3. Il résulte des dispositions citées au point précédent que la condition d'urgence à laquelle est subordonné le prononcé d'une mesure de suspension doit être regardée comme remplie lorsque la décision contestée préjudicie de manière suffisamment grave et immédiate à un intérêt public, à la situation du requérant ou aux intérêts qu'il entend défendre. Il appartient au juge des référés, saisi d'une demande tendant à la suspension d'une telle décision, d'apprécier concrètement, compte-tenu des justifications fournies par le requérant, si les effets de celle-ci sur la situation de ce dernier, sont de nature à caractériser une urgence justifiant que, sans attendre le jugement de la requête au fond, l'exécution de la décision soit suspendue. Cette condition d'urgence sera, en principe, constatée dans le cas d'un refus de renouvellement du titre de séjour, comme dans le cas d'un retrait de celui-ci. Dans les autres cas, il appartient au requérant de justifier de circonstances particulières caractérisant la nécessité pour lui de bénéficier, à très bref délai, d'une mesure provisoire dans l'attente d'une décision juridictionnelle statuant sur la légalité de la décision litigieuse.

4. Il résulte de l'instruction que si Mme A a été titulaire d'un titre de séjour portant la mention étudiant, elle a déposé une demande de titre de séjour portant la mention " recherche d'emploi-création d'entreprise ". S'agissant d'une demande de changement de statut, elle ne peut, par suite, bénéficier de la présomption d'urgence instaurée en faveur des étrangers sollicitant le renouvellement de leur titre de séjour. En se bornant à produire un courrier de France Travail du 5 février 2024 lui confirmant son inscription en tant que demandeur d'emploi, et à faire valoir que la décision contestée la prive de la possibilité de trouver un emploi, la requérante ne fait pas état de circonstances particulières de nature à justifier de la nécessité pour elle de bénéficier à très bref délai d'une mesure provisoire dans l'attente d'une décision juridictionnelle statuant sur la légalité de la décision litigieuse.
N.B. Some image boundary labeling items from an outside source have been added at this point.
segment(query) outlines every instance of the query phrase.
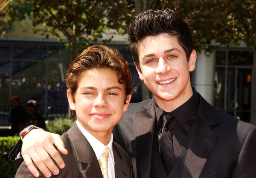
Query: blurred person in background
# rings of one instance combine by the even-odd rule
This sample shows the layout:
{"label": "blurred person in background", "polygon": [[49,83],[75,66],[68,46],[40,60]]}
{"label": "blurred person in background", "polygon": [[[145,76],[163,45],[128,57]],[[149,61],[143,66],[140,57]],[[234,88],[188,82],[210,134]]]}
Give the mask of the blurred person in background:
{"label": "blurred person in background", "polygon": [[18,135],[24,127],[28,125],[28,121],[26,119],[24,107],[20,105],[20,99],[17,96],[12,96],[9,103],[11,109],[9,118],[9,123],[11,129],[8,135]]}

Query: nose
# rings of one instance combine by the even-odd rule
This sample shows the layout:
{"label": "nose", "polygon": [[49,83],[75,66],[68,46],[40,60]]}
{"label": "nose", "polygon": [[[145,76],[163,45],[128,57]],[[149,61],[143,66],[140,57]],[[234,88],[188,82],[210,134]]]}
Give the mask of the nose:
{"label": "nose", "polygon": [[158,60],[156,72],[157,74],[164,74],[170,69],[170,66],[167,62],[162,57],[160,57]]}
{"label": "nose", "polygon": [[93,106],[98,107],[104,107],[107,106],[107,103],[103,95],[99,94],[93,102]]}

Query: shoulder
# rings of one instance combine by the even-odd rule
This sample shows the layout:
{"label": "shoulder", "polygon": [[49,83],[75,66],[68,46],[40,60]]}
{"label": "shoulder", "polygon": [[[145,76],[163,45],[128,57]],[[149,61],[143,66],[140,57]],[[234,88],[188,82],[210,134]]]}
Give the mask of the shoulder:
{"label": "shoulder", "polygon": [[129,116],[133,115],[137,112],[146,109],[145,106],[148,104],[151,105],[152,102],[152,99],[145,100],[139,103],[131,103],[129,104],[128,110],[126,112],[124,112],[124,116]]}
{"label": "shoulder", "polygon": [[115,141],[113,141],[113,151],[116,152],[119,156],[122,158],[123,162],[128,166],[131,165],[131,158],[122,146]]}

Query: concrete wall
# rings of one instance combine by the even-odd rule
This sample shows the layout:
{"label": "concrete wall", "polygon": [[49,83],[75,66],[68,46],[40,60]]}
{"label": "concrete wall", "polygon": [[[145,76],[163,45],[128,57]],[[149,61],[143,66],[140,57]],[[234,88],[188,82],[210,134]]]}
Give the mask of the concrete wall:
{"label": "concrete wall", "polygon": [[191,84],[212,105],[214,103],[214,73],[216,52],[198,53],[195,69],[192,72]]}

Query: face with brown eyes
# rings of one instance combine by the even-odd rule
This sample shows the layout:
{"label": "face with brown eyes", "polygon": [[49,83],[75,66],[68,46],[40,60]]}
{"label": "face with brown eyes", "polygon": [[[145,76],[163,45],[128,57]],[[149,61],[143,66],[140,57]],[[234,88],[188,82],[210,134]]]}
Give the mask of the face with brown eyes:
{"label": "face with brown eyes", "polygon": [[127,110],[131,97],[126,96],[124,84],[118,82],[116,72],[108,69],[82,72],[73,96],[68,91],[67,95],[70,109],[76,111],[81,125],[99,140],[106,135],[109,138],[123,112]]}
{"label": "face with brown eyes", "polygon": [[138,57],[140,78],[162,109],[172,111],[191,97],[189,72],[195,66],[195,51],[188,62],[177,37],[162,33],[144,38],[140,44]]}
Dans ces circonstances, la condition d'urgence ne peut être tenue pour remplie.

5. Il résulte de ce qui précède, et sans qu'il soit besoin d'examiner s'il existe, au regard des moyens invoqués, un doute sérieux quant à la légalité de l'arrêté attaqué, qu'il y a lieu, en application de l'article L. 522-3 du code de justice administrative, de rejeter la requête de Mme A en toutes ses conclusions.

O R D O N N E:

Article 1er : La requête de Mme A est rejetée.

Article 2 : La présente ordonnance sera notifiée à Mme B A.

Fait à Versailles, le 19 juillet 2024.

La juge des référés,

signé

V. CLa République mande et ordonne au ministre de l'intérieur et des outre-mer en ce qui le concerne et à tous commissaires de justice à ce requis en ce qui concerne les voies de droit commun, contre les parties privées, de pourvoir à l'exécution de la présente décision.